Scarcerato per motivi di salute - La procura di Genova ha aperto un'inchiesta per far luce sulla morte di Di Gangi. L'uomo, che era in custodia cautelare ad Asti, era stato scarcerato per motivi di salute e si trovava a Genova in transito. Sceso da un convoglio nel capoluogo ligure una volta alla stazione si sarebbe incamminato lungo i binari dove è stato ritrovato. Aveva in tasca un biglietto del treno per una cittadina del Sud.
Indagine sul resort - Il nome di Di Gangi, storico capomafia ottantenne, è riapparso a ottobre nell'indagine sul resort Torre Macauda, alberghi lusso di Sciacca protagonista di diverse inchieste di mafia e ritenuto di fatto di proprietà del padrino corleonese Totò Riina.

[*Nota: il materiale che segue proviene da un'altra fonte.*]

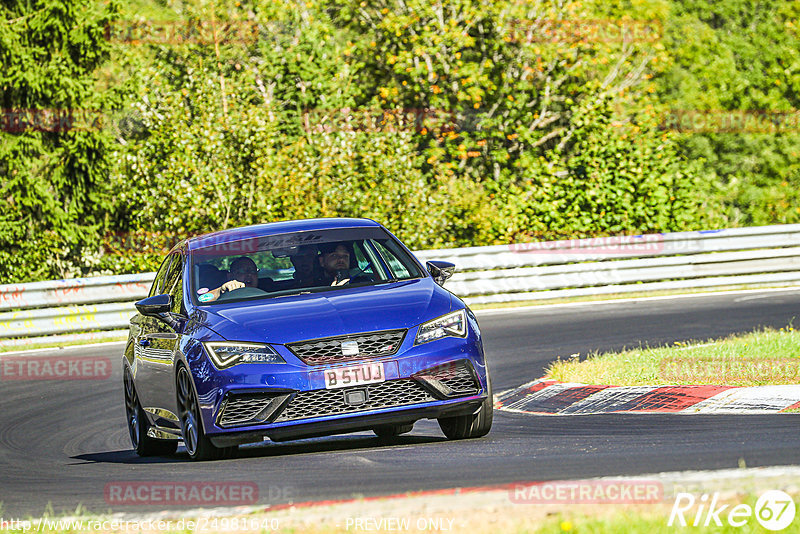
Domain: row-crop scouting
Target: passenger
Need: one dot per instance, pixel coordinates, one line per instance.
(243, 273)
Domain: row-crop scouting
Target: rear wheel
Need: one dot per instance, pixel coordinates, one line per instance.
(388, 432)
(195, 440)
(472, 425)
(143, 444)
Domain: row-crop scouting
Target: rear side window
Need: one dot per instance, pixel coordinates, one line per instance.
(391, 254)
(158, 283)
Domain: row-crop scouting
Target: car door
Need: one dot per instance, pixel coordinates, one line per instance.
(155, 352)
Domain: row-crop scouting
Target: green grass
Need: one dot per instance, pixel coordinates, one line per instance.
(764, 357)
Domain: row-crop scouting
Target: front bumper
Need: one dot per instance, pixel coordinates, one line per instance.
(248, 403)
(351, 423)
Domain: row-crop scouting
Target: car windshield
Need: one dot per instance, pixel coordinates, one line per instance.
(298, 262)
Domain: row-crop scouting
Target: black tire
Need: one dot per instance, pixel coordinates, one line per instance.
(138, 424)
(472, 425)
(388, 432)
(195, 440)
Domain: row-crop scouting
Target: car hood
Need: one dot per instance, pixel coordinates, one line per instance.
(331, 313)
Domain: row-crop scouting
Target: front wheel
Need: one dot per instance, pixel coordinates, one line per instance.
(136, 418)
(195, 440)
(472, 425)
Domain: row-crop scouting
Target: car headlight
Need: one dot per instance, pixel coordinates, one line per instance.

Secondo i pm della Dda di Palermo, coordinati dall'aggiunto Paolo Guido, Di Gangi sarebbe stato uno dei veri proprietari della struttura e per questo la Procura recentemente aveva effettuato una perquisizione nella sua cella.
Un pagamento da 8 milioni - Secondo gli inquirenti la società che gestisce Torre Macauda, la Libertà Immobiliare, sarebbe di fatto riconducibile al boss Di Gangi e al figlio Alessandro che, attraverso una serie di operazioni illecite, sarebbero tornati in possesso della struttura alberghiera sommersa dai debiti. Un giro vorticoso di denaro, scatole cinesi, imprenditori compiacenti e sullo sfondo la complicità di un dirigente di banca che avrebbe rilasciato una quietanza per un pagamento di 8 milioni avendone ricevuti solo 4.
L'indagine, molto complessa, aveva portato all'esecuzione di perquisizioni in due filiali della UniCredit di Palermo e alla notifica di otto avvisi di garanzia tra gli altri a Di Gangi, al figlio Alessandro e a un funzionario dell'istituto di credito.